Every year at Olin, a group of 80 people sign a document that is hung by the Wooden Waterfall. And every year at Olin there is at least one Town Hall to talk about what’s on that piece of paper. And, inevitably, every year at Olin what is written is used as a means to address concerns or wrongs that occur on campus – and very seldom used to point out what is right.
Can a list of five values really capture what we want this community to be, and should they be used to frame or limit what can be talked about on campus? Some argue that yes, we absolutely need an Honor Code. It gives us a common language to talk about our community, it can reflect perhaps not who we are now but who we want to be, and it sets an expectation – as a member of Olin College, I will be great. But ‘greatness’ has such a wide variety of meanings to the students at Olin. If my definition of greatness doesn’t align with the Honor Code’s, am I wrong?
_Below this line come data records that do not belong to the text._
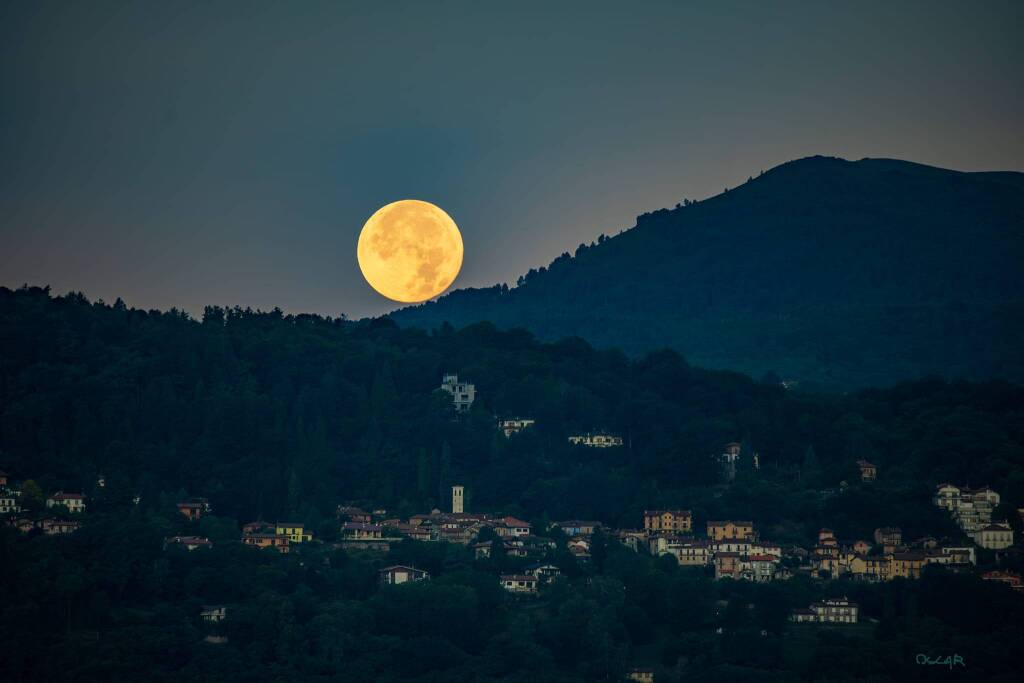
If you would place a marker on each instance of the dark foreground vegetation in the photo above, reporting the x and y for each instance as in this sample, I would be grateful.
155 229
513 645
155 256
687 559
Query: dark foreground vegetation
282 417
836 273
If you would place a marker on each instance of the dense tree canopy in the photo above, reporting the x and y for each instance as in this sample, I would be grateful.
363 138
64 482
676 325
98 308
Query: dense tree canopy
271 416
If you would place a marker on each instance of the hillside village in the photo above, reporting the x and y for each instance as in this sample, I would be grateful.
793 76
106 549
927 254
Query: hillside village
726 549
683 515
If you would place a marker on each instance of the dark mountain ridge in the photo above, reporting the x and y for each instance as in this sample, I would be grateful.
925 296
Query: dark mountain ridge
828 271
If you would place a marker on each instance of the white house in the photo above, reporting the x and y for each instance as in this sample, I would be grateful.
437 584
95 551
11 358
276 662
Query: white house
463 393
399 573
74 502
596 440
8 503
519 583
514 425
995 537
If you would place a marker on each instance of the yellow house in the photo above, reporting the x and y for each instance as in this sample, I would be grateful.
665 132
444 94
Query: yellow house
907 565
294 530
668 520
730 530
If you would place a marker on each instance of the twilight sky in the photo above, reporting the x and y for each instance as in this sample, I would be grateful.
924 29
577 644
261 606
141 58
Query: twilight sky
181 154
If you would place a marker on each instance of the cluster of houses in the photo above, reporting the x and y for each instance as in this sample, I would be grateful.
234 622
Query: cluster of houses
61 508
972 510
887 558
834 610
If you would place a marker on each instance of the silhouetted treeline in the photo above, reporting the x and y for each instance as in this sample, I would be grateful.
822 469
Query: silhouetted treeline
268 415
271 416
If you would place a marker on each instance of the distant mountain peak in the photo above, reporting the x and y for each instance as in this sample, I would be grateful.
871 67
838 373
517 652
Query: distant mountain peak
821 269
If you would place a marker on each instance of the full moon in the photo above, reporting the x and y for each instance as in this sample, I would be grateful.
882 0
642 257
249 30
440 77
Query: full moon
410 251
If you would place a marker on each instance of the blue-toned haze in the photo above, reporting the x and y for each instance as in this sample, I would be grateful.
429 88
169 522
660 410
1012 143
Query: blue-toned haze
183 154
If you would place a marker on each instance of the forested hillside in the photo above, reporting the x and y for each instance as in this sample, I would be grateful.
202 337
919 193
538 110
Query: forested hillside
835 273
269 415
274 417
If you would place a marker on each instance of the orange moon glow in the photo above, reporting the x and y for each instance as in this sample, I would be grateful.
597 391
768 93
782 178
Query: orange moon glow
410 251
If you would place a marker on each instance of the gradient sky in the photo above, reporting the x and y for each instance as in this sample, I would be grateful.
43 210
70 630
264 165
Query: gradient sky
181 154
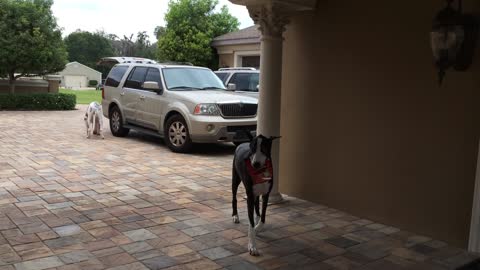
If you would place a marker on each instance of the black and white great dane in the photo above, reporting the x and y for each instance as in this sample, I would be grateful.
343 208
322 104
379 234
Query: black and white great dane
252 165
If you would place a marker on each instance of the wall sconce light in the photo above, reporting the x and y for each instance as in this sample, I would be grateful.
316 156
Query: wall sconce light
453 39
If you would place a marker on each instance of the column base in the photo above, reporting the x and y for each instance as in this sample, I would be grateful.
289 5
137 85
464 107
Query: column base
276 198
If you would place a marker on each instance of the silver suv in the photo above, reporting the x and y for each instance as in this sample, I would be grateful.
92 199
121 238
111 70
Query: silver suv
182 104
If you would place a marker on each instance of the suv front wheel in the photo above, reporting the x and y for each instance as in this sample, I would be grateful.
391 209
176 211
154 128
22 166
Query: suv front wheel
176 134
116 123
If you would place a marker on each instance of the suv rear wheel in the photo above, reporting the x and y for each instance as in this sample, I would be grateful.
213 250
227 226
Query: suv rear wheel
177 136
116 123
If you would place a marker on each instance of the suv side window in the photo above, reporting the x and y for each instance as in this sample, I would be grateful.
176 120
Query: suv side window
153 75
115 76
222 76
246 81
136 78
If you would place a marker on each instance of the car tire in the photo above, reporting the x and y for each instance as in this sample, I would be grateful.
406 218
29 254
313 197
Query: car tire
116 123
177 135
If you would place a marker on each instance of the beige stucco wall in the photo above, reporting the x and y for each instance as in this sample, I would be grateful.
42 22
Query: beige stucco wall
77 69
25 86
226 60
366 128
227 53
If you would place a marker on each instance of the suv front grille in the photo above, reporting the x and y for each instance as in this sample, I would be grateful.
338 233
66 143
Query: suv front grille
241 128
238 110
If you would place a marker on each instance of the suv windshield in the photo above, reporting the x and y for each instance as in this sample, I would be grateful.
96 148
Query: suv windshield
191 79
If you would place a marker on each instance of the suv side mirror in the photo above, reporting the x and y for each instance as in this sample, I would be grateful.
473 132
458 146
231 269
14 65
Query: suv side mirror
231 87
151 86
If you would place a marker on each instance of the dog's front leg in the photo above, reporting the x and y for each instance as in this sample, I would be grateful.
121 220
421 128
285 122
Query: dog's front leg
257 210
252 245
100 128
87 126
261 224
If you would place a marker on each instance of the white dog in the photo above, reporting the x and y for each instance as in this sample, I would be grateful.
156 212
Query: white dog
94 120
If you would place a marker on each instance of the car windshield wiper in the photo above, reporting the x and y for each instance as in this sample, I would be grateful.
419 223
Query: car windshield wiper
212 88
184 87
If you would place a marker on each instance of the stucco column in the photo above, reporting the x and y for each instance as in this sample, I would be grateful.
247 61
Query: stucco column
272 24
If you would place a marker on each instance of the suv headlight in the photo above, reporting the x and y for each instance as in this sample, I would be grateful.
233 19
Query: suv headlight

There is no safe venue for students to actively choose not to sign the Honor Code. There is no reaffirming ceremony, the Town Hall vote has slipped into symbolism, and when the question of whether or not the Honor Code should be kept comes up there are still those of us that laugh when the few votes of dissent trickle in. Why are you laughing?
Often, the alternative to the Honor Code is cited to be a rule-based system. A list of conduct, rather than a to-your-interpretation set of values. I propose a thought experiment: what if the values were replaced with….nothing? What would happen if suddenly there were no more values, but the Honor Board Hearing Panel Process was still in place? Perhaps campus would erupt in chaos… I tend to believe that things would likely continue the way they were.
From the Honor Board’s perspective, having the values is a neat and tidy way of handling cases and administering a report procedure. But there have been times in history where a report doesn’t necessarily fit into a tidy value – its more messy than that, just as real life always is. By having a listed set of values, perhaps we are limiting what we see as ‘honor-board-able’ actions thus leading to this perpetual state of minimal mediation through the procedure process.
Simply signing a piece of paper does not hold us accountable to ‘follow the Honor Code,’ though it is supposed to lend an air of promise to try to ‘be great.’ Voting to keep the Honor Code at every Town Hall doesn’t necessarily make us reflect on why we feel that way. Simply instituting an Honor Code does not fix or regulate our campus climate, but perhaps that isn’t the point of the Honor Code. Perhaps the focus on using it as a governing, behavior-controlling document isn’t how we should be thinking about it. Rather, perhaps it is a platform for discussing our campus climate. To reflect on personal values, on personal definitions of ‘greatness.’ To share with our community what makes us ‘great.’
The Honor Code is not the end-all be-all. We have the power to change, shape it, demolish it, ignore it, live it. What is the right thing to do?